Planning the work is like playing a complicated game of dominoes. We can't render the chimneybreast in the living room until the ceiling comes down; we can't take the ceiling down until the water tank in the attic is moved; we can't move the water tank until there is somewhere to put it; so we have to build the sleeping platform in the main bedroom (which had originally been planned for what I optimistically call phase two) to move it to. So months of work commence - which expands to include the insulation and wooden panelling of the livingroom ceiling (also part of phase two, if not three) - all because the chimney has to be rendered. But now I have an extra room, the loft - although I recently did a bad Lara Croft impression when the (temporary) precarious step ladders leading up to the new bedroom slipped.

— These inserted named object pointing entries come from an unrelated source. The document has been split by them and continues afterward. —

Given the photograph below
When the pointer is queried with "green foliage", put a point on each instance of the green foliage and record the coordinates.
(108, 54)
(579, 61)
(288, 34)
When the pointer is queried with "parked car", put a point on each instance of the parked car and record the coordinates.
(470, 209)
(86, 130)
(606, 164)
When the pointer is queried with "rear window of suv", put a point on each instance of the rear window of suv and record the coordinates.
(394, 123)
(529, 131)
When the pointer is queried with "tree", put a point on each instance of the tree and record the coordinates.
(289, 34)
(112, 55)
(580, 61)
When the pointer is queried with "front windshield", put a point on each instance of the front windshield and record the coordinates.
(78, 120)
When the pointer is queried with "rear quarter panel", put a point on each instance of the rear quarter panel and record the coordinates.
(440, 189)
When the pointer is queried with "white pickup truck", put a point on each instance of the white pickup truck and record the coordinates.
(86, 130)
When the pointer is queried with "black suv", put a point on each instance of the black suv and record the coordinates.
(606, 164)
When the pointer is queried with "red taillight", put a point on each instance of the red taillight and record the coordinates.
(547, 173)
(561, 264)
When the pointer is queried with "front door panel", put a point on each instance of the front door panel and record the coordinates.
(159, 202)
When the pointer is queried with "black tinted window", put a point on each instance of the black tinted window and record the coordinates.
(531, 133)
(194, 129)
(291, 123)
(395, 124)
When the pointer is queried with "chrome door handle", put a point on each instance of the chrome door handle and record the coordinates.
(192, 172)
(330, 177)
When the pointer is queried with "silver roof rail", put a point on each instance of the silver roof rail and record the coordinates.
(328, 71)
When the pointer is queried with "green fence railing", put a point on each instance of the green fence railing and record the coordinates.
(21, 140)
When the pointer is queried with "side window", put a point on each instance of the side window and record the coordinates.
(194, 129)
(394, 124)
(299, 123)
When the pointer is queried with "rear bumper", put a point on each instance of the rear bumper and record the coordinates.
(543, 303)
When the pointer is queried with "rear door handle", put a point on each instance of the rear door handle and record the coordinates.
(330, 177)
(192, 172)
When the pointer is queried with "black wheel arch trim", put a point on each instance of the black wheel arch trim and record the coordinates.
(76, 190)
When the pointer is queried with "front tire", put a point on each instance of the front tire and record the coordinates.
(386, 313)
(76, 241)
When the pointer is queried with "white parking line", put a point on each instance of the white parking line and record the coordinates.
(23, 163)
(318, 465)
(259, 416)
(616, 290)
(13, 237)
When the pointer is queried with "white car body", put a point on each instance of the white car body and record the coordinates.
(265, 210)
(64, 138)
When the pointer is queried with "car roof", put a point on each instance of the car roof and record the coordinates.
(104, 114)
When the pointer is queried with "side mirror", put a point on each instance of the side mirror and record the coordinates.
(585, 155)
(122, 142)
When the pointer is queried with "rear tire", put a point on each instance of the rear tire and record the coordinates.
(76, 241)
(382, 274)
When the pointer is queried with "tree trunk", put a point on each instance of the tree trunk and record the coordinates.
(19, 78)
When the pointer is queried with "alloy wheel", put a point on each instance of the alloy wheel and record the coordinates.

As for DIY programmes on TV, I watch them all, even though they are more likely to show how to install a high-tech kitchen than how to put up gutters on a crooked house. And as for garden programmes - I'm hooked. I even watch that perennial favourite, how to create a wilderness garden, when my problem is the exact opposite. Although the goats keep down the nettles, thistles, long grass and rushes, the garden (two-thirds of an acre) is a mess which I don't have the time or the expertise to deal with. After feeble efforts to reclaim small patches for flowers and herbs, so little grew last year that I have resorted mostly to pots this year. I dream of old-fashioned climbing roses over the door but am the ultimate suburban gardener - my success stories are geraniums, sweet williams and nasturtiums. (If there was a competition for the smallest lettuce in the world, I would win).
The house is easier; every week brings another surprise. The most exciting discovery was when a friend attacked the 1950s redbrick fireplace with a pickaxe to reveal a walk-in stone fireplace, complete with a crane for holding pots. Since it was too big for a fire (how did people in the past live with all that smoke in the house?) we put in a 1950s range to run radiators. Beneath the plaster in one livingroom wall I discover three recesses - maybe used for drying turf or keeping food cool? In the ruins, I find old farm equipment, bottles, old newspapers, rusty cast-iron pots and kettles, wooden-soled shoes and the remains of an accordion.
Many of the closest houses are now ruined and history is all around. Locals tell me that the cottage, always lived in by the same family, was a popular place for sessions (one of the recent owners was a fiddle player) and on the bus from Dublin one day, I met a man who used to cycle 10 miles here for the music. The last owner, one of the daughters of the family, who had feared I would demolish the cottage, visits occasionally and seems to like the changes - she was as surprised as I was to see the old fireplace.
After two years, phase one (drainage, walls, ceilings, floor and doors) is almost finished and phase two (an organic vegetable garden, a kitchen extension and a thatch roof), phase three (turn the stone outbuildings into a self-contained cottage) and phase four (restore the ancient cottage) are well underway in my dreams. Maybe professional builders would have done it all differently - but given the difficulty in finding anyone to put up a shelf these days, it seems unlikely I would have got anyone to work for less than the price of the house itself - and the satisfaction of doing the work with help and advice from friends is immeasurable. Sell? Never.